Even former President Barack Obama spoke out against the short-term nature of the reporting requirements in 2015.
"It is not the fact that you report quarterly that is the problem; it's a bad management team", he said.
"This is not something he can change with an executive order", he added. She pointed out that it had the support of many CEOs, including the Business Roundtable, an association of leading CEOs.
Nooyi confirmed on Friday she had made suggestions on how to encourage companies to have a more long-term view.
Studies on the subject are mixed.
Quarterly reporting by public companies has always been a cornerstone of US capital markets, with Wall Street analysts known for making closely monitored recommendations on buying or selling stock. What is clear is that investors are more reluctant to invest with companies when they have less information on their performance. Others said that the prospect of fewer financial reports could exacerbate price swings around earnings or fuel insider trading.

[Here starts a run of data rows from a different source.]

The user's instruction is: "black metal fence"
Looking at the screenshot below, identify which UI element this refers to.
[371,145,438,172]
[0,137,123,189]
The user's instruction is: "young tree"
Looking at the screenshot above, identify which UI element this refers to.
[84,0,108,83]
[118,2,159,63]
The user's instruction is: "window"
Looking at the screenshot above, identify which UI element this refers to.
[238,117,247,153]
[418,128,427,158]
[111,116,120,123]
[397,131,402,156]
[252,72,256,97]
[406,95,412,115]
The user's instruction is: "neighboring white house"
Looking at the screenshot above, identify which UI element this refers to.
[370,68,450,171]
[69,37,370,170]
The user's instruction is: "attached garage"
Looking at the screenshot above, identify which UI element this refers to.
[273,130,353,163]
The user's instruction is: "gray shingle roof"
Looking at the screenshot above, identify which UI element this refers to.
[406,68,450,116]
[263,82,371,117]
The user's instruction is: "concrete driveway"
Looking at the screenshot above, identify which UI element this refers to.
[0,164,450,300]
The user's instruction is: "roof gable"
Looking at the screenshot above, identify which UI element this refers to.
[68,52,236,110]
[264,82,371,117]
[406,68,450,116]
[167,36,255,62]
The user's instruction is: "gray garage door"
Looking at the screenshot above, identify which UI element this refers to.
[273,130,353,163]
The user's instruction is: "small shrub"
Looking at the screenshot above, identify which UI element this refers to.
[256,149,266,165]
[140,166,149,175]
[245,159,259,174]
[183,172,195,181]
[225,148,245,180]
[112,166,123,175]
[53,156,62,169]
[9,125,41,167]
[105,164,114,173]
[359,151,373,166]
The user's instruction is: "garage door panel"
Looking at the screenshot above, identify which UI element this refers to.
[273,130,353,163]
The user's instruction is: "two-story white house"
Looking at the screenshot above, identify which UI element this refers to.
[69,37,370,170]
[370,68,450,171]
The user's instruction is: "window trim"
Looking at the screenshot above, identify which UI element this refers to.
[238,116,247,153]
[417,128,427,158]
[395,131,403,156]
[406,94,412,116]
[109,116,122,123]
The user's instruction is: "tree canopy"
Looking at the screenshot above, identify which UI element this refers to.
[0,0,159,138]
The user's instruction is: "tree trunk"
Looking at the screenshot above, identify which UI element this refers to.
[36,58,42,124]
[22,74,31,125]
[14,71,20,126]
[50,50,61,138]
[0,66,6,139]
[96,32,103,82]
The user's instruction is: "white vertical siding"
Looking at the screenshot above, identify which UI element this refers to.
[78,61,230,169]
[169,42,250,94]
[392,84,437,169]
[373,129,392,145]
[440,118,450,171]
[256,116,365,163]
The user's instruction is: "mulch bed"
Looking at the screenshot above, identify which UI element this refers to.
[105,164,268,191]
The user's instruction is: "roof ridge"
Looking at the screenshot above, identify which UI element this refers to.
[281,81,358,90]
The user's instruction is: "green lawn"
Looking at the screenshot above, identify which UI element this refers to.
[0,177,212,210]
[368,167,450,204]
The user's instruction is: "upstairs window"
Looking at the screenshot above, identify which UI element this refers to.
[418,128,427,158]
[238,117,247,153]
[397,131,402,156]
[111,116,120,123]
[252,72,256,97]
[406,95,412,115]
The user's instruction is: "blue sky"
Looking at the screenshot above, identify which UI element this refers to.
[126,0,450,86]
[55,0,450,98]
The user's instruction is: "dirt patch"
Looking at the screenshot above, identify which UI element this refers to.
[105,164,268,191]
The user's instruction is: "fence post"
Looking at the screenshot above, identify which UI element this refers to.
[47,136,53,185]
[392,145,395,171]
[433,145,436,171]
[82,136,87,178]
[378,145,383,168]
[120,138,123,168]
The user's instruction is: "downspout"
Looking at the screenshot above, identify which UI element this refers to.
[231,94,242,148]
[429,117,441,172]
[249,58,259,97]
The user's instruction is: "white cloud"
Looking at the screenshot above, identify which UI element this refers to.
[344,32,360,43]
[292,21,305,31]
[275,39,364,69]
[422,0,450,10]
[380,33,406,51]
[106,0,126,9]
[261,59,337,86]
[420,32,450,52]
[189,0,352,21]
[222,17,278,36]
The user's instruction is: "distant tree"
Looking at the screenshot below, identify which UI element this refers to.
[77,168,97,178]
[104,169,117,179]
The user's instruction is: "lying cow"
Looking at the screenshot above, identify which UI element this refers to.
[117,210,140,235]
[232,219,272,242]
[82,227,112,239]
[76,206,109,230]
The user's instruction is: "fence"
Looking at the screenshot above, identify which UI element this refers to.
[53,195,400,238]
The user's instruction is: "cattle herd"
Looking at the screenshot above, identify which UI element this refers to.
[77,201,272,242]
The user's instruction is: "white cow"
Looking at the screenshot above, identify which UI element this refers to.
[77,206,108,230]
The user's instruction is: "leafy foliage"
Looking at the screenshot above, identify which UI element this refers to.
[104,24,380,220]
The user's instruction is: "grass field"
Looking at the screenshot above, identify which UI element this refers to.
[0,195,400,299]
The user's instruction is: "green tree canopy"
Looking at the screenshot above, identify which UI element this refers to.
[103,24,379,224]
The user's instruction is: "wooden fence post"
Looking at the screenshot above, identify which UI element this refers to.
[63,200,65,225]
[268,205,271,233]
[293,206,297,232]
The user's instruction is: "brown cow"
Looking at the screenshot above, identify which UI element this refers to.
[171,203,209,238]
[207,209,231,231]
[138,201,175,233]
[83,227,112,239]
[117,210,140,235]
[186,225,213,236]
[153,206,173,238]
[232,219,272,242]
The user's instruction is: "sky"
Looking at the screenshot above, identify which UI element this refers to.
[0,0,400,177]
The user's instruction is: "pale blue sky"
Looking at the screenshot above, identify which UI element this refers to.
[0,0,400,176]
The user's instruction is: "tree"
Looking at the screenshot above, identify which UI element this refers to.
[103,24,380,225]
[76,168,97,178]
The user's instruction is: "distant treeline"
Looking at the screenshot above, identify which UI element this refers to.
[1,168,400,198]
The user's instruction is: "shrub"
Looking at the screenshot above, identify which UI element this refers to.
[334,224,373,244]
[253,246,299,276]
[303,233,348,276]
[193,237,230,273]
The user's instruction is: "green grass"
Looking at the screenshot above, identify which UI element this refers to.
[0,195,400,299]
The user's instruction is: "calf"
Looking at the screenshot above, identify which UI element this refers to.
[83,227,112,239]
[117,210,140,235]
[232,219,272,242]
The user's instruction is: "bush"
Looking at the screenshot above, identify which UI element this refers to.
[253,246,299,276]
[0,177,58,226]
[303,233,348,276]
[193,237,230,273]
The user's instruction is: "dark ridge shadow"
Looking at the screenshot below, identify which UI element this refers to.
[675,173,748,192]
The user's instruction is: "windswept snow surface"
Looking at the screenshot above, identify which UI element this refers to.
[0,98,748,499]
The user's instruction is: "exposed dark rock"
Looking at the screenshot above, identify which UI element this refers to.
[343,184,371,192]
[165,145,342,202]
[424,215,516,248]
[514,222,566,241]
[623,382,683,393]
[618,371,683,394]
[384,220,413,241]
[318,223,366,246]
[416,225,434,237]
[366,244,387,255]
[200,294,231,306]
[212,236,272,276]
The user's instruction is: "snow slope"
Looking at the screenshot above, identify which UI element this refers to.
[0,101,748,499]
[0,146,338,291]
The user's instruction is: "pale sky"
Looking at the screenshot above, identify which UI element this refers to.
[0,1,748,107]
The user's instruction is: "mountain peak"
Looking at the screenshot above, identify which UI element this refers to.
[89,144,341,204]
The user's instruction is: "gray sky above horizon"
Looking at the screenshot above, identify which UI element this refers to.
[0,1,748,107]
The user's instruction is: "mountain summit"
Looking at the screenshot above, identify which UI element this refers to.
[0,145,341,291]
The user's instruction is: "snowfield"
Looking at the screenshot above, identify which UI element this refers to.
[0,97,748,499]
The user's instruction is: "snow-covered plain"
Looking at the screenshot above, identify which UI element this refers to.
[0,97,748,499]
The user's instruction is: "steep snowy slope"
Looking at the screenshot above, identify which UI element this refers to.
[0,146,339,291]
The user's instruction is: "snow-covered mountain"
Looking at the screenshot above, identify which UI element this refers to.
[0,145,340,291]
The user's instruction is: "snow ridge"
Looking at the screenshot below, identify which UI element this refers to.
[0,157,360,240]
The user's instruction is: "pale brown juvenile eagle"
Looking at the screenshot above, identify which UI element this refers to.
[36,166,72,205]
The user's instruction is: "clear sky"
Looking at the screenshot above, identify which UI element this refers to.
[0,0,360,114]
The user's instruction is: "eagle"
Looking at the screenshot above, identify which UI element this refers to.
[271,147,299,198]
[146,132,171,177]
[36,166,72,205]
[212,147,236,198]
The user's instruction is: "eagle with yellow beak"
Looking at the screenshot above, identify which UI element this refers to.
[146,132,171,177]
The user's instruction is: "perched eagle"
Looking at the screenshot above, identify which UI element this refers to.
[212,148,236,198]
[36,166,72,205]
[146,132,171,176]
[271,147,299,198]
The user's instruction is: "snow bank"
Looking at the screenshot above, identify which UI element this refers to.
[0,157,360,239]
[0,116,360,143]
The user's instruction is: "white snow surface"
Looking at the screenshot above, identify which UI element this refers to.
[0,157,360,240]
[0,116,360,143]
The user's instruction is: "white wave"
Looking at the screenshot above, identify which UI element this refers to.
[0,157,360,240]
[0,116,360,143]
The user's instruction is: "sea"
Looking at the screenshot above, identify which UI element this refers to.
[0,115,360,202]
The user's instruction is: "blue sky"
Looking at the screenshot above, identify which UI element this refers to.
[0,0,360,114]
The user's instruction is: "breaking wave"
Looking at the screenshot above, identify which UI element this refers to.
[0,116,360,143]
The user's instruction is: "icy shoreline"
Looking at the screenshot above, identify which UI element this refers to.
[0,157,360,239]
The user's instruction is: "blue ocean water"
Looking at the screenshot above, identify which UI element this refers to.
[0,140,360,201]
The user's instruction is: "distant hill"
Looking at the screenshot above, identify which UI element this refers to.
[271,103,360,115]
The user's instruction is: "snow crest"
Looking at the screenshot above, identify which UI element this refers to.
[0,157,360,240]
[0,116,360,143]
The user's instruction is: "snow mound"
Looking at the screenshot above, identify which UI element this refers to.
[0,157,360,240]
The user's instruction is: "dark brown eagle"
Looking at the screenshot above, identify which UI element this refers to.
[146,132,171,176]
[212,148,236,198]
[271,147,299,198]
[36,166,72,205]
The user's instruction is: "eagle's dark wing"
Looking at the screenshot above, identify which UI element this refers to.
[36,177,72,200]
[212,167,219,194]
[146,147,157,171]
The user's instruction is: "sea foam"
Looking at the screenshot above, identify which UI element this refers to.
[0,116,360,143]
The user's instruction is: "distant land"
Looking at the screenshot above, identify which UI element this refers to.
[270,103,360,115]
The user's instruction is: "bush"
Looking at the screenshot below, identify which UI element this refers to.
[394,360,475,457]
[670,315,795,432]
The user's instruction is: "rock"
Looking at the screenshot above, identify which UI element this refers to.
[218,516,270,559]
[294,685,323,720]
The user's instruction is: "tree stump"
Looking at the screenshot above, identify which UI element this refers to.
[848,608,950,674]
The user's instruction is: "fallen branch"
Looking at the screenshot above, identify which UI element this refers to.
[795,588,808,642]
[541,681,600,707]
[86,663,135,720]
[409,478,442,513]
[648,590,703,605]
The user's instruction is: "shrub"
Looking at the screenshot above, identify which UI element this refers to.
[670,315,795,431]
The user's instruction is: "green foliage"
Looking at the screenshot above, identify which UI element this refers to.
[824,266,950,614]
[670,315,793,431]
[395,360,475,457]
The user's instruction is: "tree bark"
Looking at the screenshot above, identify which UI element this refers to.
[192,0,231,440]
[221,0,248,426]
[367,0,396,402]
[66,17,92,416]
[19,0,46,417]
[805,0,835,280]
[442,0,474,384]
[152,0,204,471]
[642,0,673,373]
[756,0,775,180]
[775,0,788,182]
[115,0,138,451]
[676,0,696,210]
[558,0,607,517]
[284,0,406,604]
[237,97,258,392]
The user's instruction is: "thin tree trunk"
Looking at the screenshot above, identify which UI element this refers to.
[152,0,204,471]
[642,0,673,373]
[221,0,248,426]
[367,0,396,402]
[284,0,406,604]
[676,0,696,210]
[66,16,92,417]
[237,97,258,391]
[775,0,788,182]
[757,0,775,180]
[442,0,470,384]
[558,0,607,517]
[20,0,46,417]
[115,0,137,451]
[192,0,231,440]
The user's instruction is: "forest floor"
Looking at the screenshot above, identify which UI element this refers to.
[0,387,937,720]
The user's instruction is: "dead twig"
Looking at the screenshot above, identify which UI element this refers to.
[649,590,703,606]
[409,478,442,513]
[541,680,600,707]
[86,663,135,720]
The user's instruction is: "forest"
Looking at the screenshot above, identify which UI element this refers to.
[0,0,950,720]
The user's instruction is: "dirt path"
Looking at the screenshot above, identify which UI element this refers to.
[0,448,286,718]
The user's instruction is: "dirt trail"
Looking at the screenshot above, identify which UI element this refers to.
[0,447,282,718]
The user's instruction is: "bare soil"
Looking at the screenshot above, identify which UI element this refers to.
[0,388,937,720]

Quarterly reports are "early warning signs of other bigger problems", Elson said.
Half-yearly reporting would mark a huge change in USA disclosure requirements and put them in line with European Union and United Kingdom rules. "As an investor, I find it troubling". In 1996, nearly 950 companies went public, according to data compiled by Bloomberg. "[This is especially true] for companies in the consumer space - a lot can happen in six months". "My comments were made in that broader context, and included a suggestion to explore the harmonisation of the European system and the USA system of financial reporting".